3. Explanation with Orbitals

  • Each orbital is defined by three quantum numbers (n, ℓ, mℓ).
  • A maximum of two electrons can occupy an orbital.
  • To obey Pauli’s principle, these two electrons must differ in spin quantum number (ms = +½ or –½).
  • Example: In the 1s orbital of Helium (1s²), both electrons occupy the same orbital (n=1, ℓ=0, mℓ=0), but one has ms = +½ and the other ms = –½.

4. Relation with Quantum Numbers

There are four quantum numbers that describe each electron:

  1. Principal Quantum Number (n):

    • Indicates shell/energy level (n = 1, 2, 3, …).
    • Larger n → electron farther from nucleus → higher energy.
  2. Azimuthal Quantum Number (ℓ):

    • Describes subshell and orbital shape.
    • Values: 0 to (n – 1).
    • ℓ = 0 (s), ℓ = 1 (p), ℓ = 2 (d), ℓ = 3 (f).
  3. Magnetic Quantum Number (mℓ):

    • Orientation of orbital in space.
    • Values: –ℓ to +ℓ.
    • Example: for p (ℓ=1), mℓ = –1, 0, +1 (3 orbitals).
  4. Spin Quantum Number (ms):

    • Describes electron spin.
    • Values: +½ (clockwise spin) or –½ (anticlockwise spin).

⚡ According to Pauli’s principle → No two electrons can have the same combination of these four numbers.

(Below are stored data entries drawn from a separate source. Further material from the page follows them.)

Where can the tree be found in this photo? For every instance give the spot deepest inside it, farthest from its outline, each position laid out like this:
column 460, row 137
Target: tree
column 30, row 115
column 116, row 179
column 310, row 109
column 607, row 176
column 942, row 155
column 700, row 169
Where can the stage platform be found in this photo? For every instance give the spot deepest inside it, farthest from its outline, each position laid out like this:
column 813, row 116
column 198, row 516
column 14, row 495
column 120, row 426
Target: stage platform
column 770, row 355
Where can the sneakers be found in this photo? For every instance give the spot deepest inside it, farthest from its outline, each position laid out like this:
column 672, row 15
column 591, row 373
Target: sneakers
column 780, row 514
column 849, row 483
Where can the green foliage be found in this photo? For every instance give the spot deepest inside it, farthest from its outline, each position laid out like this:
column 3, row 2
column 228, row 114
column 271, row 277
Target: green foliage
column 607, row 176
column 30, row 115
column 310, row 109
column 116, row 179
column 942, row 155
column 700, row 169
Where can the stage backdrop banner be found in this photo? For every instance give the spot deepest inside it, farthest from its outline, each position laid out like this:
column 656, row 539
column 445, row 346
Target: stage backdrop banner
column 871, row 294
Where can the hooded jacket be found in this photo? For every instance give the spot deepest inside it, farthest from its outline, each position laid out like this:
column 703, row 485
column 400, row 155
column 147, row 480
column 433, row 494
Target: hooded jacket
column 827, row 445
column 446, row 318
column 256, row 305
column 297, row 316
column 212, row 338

5. Importance of Pauli’s Principle

  • Explains the structure of the periodic table.
  • Governs the electronic configuration of elements.
  • Determines the capacity of orbitals, subshells, and shells:
    • One orbital → 2 electrons
    • s subshell → 1 orbital → 2 electrons
    • p subshell → 3 orbitals → 6 electrons
    • d subshell → 5 orbitals → 10 electrons
    • f subshell → 7 orbitals → 14 electrons

6. Wave Function and Symmetry

  • Electrons are identical particles (fermions, spin = ½).
  • Their wave functions are antisymmetric:
    • If we exchange two electrons, the wave function changes sign.
    • This antisymmetry leads to Pauli’s principle → electrons cannot have the same state.
  • In contrast, particles with integer spin (bosons, e.g., photons) have symmetric wave functions and can occupy the same state (this is why many photons can be in the same laser beam).

7. Generalized Pauli Exclusion Principle

  • Applies to all fermions (electrons, protons, neutrons, quarks, leptons).
  • Fermions obey Fermi–Dirac statistics and cannot occupy the same state.
  • Bosons (particles with integer spin) obey Bose–Einstein statistics and can occupy the same state.

8. Example – Electronic Configurations

  • Hydrogen (Z = 1): 1s¹ → only one electron.
  • Helium (Z = 2): 1s² → two electrons in same orbital but opposite spins.
  • Lithium (Z = 3): 1s² 2s¹ → third electron enters new shell (2s).
  • This explains why elements differ in chemical properties.

9. Summary

  • Pauli’s Principle: No two electrons in an atom have the same four quantum numbers.
  • Each orbital holds a maximum of 2 electrons with opposite spins.
  • Explains atomic structure, periodic table, and electronic configurations.
  • Applies to all fermions (spin = ½).